Tuesday, May 17, 2011

What sound takes you back in time?

I am a big country music fan, but in my growing up years I listened to a lot of pop music.  Two of my favorite groups to this day are Journey and Foreigner.  If I hear one of their songs now, I immediately drift back to a place as a kid that I vividly remember -- like a high school dance, a school bus ride home from elementary school, a drive to the livestock market with my dad, a stroll through the grocery aisle with mom, or when I would just chill out in my bedroom. 

But there is one sound that still is my favorite.  The fan.  There is something about its cool soothing nature that takes me back to several places, like my Grandma Hines' kitchen.  In the summer, I would often walk into her kitchen on a Saturday afternoon right when the west side of the house was getting its strongest rays from the sun.  There'd be grandma peeling an apple at the sink and standing right in the path of the breeze.  The powerful fan would be humming its tune in the front hall doorway, which led into the kitchen.  And this wasn't just any fan.  It was one of those high-powered machines that could blow you over!  I'd sit on the chair next to the fan to cool off.  It was almost hypnotizing.  Our family enjoyed grandma's fan so much, we soon started sporting the same model in our farm house living room.  And like in grandma's kitchen, I began enjoying the soothing sounds while watching t.v., which pretty much always led to a quick summer time nap before the next round of farm chores.

Photo from Dover Projects.
Then there was the metal box fan that was in the hallway window upstairs in our farm house.  This fan scared me.  While it definitely served a purpose to cool down the upstairs bedrooms, little did my parents know that this particular fan brought fears to me when I was nine years old.  For one thing, I hated storms.  After all, we lived in the eastern-most section of Tornado Alley (see map below at red arrow).  Whenever the fan would start pulling hard in the opposite direction due to an incoming weather front,  I knew we'd be in for a bad one.  I started to believe that because I was getting so good at figuring out the fan's reactions, I had physic powers!  The hall fan was never wrong.

Early one night while in my bedroom, I noticed the hall fan started pulling direction.  I rushed to turn it off, took it out of the window, shut the window and then headed downstairs to be with the rest of my family in the living room to watch t.v.  Sure enough, the fan was telling me something.  A tornado warning had just come across the t.v. screen for the county located just west of us.  We were in the path of the storm.

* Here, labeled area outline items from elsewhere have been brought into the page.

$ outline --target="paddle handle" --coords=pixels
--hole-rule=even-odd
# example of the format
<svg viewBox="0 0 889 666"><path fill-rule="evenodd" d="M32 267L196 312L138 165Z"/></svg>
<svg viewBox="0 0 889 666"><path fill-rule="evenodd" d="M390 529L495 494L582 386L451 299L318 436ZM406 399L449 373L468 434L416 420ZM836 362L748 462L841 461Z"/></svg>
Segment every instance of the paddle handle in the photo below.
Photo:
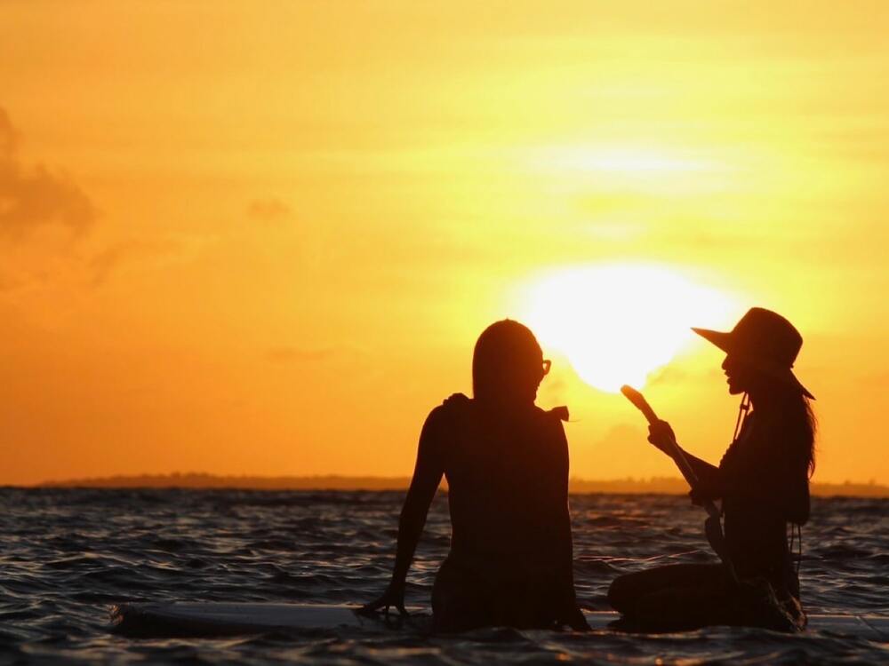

I can remember going outside with my family to watch the pea-soup colored sky just over the line of trees opposite from our house -- a definite sign that bad weather was coming.  The calm before the storm was eery.  No animals or birds could be heard.  It was if they knew the fan was telling them "to take cover now," too!  Everything was so still UNTIL the front arrived.

I remember my family rushing to their places when the storm got closer.  Dad starting yelling to my brother to go with him to shut the barn doors.  I ran inside our house to shut every window to keep the wind and rain out, and then I went back outside with mom on the front porch to anxiously wait for my dad and brother to return.  Just about this time, a state highway patrolman whizzed by our house to take post on the overpass bridge located up the hill so he could watch for funnel clouds.  As the winds started to howl and huge rain drops began beating down, pea-sized hail began to fall and trees limbs started breaking off.  Deep in the background, we could hear the faint sound of the tornado siren from the nearby town, along with an emergency alert on the local country music radio station (WNCO) to let us know we needed to take cover. 

All night long we listened and watched as storms hammered our area.  As for me, I shook in panic.  Luckily, we received little damage from this particular storm.  But it was during this same summer that we had to dodge several tornado-potential storms.  I believe the thing that helped prepare me for them was that ol' 20-inch box fan in the hallway window.  Would you believe I now own two of them and have used them in the upstairs bedroom windows even though we have central heating and air?  Of course, I only use them when the temperatures aren't too hot and I long to hear the humming sound again that takes me back to my childhood on the farm.  However, I do keep a small fan by my desk in my office at work that helps me cool off in the heat of the South and to get that special "sound fix" I enjoy from time to time.   

So, what is the one sound above all others that takes you back in time?